Fiber-optic architecture evolution evident at cable-TV exhibition

Aug. 1, 1995

Fiber-optic architecture evolution evident at cable-TV exhibition

GEORGE LAWTON

Many cable-TV operators who attended the Cable-Tec Expo held in June in Las Vegas seem to be evolving their cable networks to a hybrid fiber/coaxial-cable architecture. According to these operators, this evolution to hybrid networks should increase business opportunities, but at the same time, it opens the door for service-reliability problems.

The conference focused on reliability because many cable-TV operators are looking at adding new services such as telephony. Through these services, cable-TV operators will need to improve their customers` perception of reliability and service to compete successfully with telephone companies.

Ron Hranac, vice president for engineering at Coaxial International in Denver notes, "If we cannot get good reliability and quality, then it will be tough to get into the telecommunications environment."

Hranac cites a study, Outage Reduction, from Cablelabs, Louisville, CO, which reports that two outages every three months is an acceptable level of outages for the cable industry. The report also states that after a 10-minute outage, customers are as outraged as they are after an outage that lasts an entire day. And, the greater the number of outages, the more likely customers will cancel or downgrade their service.

Chris Barnhouse, vice president for technology at Time Warner Cable, discusses the company`s progress in deploying telephone systems. He says it would have been easy to go in as the low-cost provider of a low-grade service, but that would have locked the company out of a number of lucrative service opportunities. He says, "We made a decision to go head-to-head with the local exchange carrier. There are some stringent qualifications that go along with it."

Al Johnson, president at Synchronous Communications in San Jose, CA, presented the concept of a layered network architecture, which he believes will lower the capital cost of adding new services. One way that cable operators can decrease their transmitter costs is to use a high-power transmitter with an optical amplifier.

This allows the signal from one laser to be split onto several different fibers. But that also means that several neighborhoods will receive the same information. The drawback to this approach is that for telephony and other interactive services, most cable operators are looking at multiplexing voice and video information onto the same fiber. Consequently, they want a single laser feeding the smallest possible number of homes so that they can maximize the bandwidth each home has for interactive services.

Johnson`s layered network architecture uses a single 1550-nanometer transmitter connected to an optical amplifier to send out the major broadcast channels to every neighborhood. After this signal is split onto several fibers, each split signal is multiplexed with a low-power 1310-nm laser before being sent to the neighborhood. At the receiver, another wavelength-division multiplexer splits the signals so that multiple photodiode detectors can receive them.

Cable-Tec Expo`s exhibition area featured new fiber-optic products and technologies for the optical-fiber and cable-TV industries. For example, Minneapolis-based ADC Telecommunications Inc. has boosted the capacity of its fiber frame so that 1440 terminations can be accommodated in a single 7-foot-high rack. That rack outperforms typical fiber frames, which only support 200 to 800 terminations in the same-sized case. It features a removable module that can hold four fiber terminations and that can be easily moved when expansion is necessary.

ADC Telecommunications has also teamed with Bell Communications Research to develop an element manager for ADC`s Homeworx hybrid fiber/coaxial-cable platform. Although ADC Telecommunications has been developing its own proprietary network management system, this agreement with Bellcore will ensure that its network management system interoperates with a variety of equipment.

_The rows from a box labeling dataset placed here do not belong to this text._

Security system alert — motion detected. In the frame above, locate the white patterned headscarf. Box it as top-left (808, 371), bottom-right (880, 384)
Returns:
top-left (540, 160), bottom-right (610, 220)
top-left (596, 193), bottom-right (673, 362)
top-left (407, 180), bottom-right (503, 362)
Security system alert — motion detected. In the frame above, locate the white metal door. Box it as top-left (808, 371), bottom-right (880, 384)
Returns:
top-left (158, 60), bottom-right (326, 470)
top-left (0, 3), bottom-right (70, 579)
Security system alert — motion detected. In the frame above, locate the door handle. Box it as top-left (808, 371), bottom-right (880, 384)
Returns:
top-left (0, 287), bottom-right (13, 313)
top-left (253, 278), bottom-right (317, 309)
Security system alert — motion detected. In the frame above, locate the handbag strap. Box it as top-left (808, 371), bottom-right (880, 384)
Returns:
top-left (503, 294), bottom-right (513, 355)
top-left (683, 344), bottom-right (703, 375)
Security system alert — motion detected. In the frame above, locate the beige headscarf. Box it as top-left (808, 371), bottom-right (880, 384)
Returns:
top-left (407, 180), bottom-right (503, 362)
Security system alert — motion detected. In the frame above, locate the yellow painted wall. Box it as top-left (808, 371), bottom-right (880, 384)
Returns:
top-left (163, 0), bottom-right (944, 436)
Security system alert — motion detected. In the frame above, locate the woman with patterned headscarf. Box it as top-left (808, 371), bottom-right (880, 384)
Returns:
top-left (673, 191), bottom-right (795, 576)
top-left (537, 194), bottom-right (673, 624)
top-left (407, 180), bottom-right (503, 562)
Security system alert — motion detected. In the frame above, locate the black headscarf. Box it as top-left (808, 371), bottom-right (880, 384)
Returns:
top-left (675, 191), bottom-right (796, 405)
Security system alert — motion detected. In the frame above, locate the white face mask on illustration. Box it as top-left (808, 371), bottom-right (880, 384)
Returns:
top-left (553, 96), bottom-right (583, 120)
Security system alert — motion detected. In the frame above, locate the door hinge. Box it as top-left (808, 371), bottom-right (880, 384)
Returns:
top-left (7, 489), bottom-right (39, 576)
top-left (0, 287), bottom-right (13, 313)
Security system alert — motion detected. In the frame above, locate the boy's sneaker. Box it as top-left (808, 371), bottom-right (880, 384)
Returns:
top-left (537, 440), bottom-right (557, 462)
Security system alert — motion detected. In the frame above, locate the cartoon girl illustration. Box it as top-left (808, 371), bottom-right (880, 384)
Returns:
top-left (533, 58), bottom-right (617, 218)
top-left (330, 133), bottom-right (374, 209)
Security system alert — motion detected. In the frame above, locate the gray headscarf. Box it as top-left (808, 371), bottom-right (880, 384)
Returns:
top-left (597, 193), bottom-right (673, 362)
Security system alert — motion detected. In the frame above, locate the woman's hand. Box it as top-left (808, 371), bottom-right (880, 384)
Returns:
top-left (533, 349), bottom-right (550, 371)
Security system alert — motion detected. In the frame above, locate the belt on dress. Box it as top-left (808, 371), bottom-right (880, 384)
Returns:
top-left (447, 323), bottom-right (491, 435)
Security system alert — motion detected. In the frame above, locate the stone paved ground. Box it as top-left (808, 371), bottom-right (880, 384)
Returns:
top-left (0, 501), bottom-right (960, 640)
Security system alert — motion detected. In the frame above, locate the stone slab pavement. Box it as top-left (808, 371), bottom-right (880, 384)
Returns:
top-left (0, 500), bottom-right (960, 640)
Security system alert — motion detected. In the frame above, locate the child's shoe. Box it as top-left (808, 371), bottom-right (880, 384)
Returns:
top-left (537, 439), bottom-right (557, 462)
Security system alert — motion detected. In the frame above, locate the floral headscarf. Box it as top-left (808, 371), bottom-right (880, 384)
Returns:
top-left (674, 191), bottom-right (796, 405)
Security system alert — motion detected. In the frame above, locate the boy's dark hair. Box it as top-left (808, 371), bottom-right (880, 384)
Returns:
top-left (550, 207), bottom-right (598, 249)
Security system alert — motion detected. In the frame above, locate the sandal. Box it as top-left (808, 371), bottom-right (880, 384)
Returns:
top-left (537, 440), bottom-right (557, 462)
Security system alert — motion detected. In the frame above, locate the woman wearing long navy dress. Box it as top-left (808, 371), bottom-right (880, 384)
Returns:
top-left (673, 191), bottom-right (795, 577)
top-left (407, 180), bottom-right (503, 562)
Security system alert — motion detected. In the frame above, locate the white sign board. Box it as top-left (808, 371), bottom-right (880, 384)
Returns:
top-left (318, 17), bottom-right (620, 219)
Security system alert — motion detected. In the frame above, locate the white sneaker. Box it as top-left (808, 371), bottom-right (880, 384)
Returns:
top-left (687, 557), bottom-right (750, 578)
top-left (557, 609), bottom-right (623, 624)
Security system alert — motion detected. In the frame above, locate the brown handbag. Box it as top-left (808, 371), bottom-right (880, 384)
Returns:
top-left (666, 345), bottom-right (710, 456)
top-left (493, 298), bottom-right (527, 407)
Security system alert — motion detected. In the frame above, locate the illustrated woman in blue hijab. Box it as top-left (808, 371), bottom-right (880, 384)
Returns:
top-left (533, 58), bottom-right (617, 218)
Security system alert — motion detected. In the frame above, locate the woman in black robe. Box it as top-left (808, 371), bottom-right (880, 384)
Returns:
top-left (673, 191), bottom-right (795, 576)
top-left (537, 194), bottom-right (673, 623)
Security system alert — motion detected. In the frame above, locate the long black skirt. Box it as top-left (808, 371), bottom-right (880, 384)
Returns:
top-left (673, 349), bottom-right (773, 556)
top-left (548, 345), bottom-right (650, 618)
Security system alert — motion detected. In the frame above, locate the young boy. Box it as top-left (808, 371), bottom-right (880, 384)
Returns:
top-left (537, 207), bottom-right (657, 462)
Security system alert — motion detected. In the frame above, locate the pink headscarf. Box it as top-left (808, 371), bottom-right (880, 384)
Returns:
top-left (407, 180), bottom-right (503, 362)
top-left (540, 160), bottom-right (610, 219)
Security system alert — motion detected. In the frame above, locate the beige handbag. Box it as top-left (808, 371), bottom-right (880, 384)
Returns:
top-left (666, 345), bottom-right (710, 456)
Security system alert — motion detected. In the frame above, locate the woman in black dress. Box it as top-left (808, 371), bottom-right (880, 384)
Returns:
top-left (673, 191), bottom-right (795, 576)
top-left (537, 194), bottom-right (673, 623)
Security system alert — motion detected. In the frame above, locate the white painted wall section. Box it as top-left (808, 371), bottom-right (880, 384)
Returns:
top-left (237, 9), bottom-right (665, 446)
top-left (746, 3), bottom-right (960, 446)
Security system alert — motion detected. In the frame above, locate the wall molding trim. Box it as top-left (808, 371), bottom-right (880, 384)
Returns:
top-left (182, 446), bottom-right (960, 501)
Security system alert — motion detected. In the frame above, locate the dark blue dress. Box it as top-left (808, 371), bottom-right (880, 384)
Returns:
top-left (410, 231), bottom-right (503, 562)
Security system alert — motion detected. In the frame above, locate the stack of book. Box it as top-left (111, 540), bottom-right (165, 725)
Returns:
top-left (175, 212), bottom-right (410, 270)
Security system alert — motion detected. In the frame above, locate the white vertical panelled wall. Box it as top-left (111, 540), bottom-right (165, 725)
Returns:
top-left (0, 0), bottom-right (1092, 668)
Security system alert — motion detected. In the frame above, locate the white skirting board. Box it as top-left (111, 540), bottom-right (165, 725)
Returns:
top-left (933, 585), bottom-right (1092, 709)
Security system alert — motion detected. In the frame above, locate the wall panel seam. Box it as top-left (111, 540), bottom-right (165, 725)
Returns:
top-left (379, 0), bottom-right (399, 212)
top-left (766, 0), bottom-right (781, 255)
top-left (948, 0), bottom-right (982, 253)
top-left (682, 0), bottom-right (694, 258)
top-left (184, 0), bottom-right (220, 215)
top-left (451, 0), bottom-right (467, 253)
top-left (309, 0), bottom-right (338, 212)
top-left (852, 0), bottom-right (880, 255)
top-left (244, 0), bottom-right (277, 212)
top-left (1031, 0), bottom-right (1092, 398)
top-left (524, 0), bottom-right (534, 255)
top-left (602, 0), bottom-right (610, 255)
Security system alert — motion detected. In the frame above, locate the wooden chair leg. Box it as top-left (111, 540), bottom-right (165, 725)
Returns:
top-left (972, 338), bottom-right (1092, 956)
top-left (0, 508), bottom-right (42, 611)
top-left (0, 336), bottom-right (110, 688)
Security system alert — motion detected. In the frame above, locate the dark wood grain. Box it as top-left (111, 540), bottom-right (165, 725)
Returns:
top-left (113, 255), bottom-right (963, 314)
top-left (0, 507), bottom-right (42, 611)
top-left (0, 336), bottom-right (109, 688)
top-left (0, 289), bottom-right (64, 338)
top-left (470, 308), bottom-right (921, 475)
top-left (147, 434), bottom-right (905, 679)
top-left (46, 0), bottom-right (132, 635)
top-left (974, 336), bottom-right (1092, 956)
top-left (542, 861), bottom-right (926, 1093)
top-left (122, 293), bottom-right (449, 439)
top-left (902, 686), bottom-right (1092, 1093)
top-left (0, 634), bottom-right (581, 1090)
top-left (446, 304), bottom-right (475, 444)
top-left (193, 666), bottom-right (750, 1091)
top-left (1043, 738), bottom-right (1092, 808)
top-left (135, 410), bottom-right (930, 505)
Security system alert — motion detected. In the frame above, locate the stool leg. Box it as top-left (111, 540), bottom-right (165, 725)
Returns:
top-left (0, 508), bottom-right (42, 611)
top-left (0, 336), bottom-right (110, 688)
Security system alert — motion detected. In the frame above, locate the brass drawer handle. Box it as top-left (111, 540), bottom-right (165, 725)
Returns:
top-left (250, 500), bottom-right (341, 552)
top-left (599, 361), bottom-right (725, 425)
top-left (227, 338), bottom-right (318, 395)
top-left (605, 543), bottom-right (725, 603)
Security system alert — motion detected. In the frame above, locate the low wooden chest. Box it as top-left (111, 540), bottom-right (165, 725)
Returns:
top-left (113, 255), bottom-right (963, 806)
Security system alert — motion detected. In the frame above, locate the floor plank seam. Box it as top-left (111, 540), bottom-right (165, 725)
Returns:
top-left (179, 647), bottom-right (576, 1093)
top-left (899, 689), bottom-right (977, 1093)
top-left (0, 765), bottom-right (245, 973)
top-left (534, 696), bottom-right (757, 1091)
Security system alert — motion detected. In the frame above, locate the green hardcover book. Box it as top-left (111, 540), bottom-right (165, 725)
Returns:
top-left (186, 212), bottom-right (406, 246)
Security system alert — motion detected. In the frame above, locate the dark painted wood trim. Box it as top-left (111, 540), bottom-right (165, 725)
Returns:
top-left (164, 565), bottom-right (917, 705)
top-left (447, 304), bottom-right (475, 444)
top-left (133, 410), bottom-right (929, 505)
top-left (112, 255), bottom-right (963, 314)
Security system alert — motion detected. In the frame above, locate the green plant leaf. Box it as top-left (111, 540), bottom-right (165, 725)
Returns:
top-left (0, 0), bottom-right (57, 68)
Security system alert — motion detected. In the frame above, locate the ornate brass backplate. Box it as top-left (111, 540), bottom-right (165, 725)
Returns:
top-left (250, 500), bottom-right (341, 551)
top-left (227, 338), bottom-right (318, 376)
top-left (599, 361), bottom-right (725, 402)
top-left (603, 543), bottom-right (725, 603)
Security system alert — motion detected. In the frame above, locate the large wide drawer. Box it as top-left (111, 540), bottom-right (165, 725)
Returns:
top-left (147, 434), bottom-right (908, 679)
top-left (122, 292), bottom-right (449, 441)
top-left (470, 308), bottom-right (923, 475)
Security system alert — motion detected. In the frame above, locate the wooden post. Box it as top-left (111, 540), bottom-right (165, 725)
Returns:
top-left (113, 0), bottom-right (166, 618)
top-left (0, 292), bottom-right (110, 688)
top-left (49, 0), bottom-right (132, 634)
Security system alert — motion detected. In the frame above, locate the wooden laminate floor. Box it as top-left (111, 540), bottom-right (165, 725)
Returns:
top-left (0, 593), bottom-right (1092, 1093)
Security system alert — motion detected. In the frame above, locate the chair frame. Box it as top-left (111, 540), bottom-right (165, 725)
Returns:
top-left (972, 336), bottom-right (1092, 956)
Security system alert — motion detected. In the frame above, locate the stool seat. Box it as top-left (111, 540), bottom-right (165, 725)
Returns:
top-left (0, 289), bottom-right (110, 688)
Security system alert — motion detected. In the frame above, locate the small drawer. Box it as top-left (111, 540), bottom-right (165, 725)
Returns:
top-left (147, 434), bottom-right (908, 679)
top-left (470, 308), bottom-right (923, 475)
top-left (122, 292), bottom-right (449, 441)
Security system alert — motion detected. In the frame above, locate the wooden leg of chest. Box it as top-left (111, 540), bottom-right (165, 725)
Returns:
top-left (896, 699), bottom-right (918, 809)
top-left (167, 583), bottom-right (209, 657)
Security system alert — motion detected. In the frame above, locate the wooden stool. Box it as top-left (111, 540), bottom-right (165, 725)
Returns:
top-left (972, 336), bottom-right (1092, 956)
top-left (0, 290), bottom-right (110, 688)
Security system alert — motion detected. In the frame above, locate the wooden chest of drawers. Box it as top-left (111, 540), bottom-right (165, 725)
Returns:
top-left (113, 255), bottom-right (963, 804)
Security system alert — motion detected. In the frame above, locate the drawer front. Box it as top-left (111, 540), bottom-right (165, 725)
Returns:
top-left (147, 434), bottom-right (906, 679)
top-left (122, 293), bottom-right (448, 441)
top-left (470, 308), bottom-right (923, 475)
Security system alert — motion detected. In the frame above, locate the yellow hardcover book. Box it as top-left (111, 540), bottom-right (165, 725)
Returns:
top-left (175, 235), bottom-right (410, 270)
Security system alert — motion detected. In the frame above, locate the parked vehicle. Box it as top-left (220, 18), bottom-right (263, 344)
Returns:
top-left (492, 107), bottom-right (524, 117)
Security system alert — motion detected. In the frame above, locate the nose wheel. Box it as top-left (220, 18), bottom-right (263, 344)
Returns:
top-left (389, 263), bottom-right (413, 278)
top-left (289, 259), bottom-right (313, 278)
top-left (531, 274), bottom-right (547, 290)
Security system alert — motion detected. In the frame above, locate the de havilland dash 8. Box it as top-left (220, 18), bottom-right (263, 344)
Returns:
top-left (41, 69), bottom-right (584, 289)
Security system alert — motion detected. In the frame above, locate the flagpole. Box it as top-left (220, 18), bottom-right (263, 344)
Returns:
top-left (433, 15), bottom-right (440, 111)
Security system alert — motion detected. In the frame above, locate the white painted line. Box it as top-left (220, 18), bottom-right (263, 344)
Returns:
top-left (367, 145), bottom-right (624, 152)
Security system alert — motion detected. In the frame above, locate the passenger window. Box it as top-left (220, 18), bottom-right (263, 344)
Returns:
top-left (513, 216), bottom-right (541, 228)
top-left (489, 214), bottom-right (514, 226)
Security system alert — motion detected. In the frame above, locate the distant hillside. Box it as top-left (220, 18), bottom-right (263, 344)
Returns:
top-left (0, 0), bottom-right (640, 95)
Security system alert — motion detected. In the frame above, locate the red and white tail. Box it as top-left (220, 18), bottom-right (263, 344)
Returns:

Wavetek Corp., in Indianapolis, demonstrated its Flash mini-optical time-domain reflectometer. Wavetek claims its 3.5-pound device lets engineers troubleshoot the system when they are installing cable-TV and fiber-optic cables to home networks.

According to Wavetek, this mini-OTDR can detect ghosting (multiple internal reflections) and enable users to suppress it. The device achieves a high level of accuracy, thanks to a wide scale of pulse widths that range from 10 nanoseconds to 10 microseconds.

Antec Communications Services in Rolling Meadows, IL, showcased products to help cable operators implement 1550-nm lightwave systems. Its Laser Link 1550 allows an operator to extend a laser link 120 kilometers without repeaters. q

George Lawton writes from Brisbane, CA.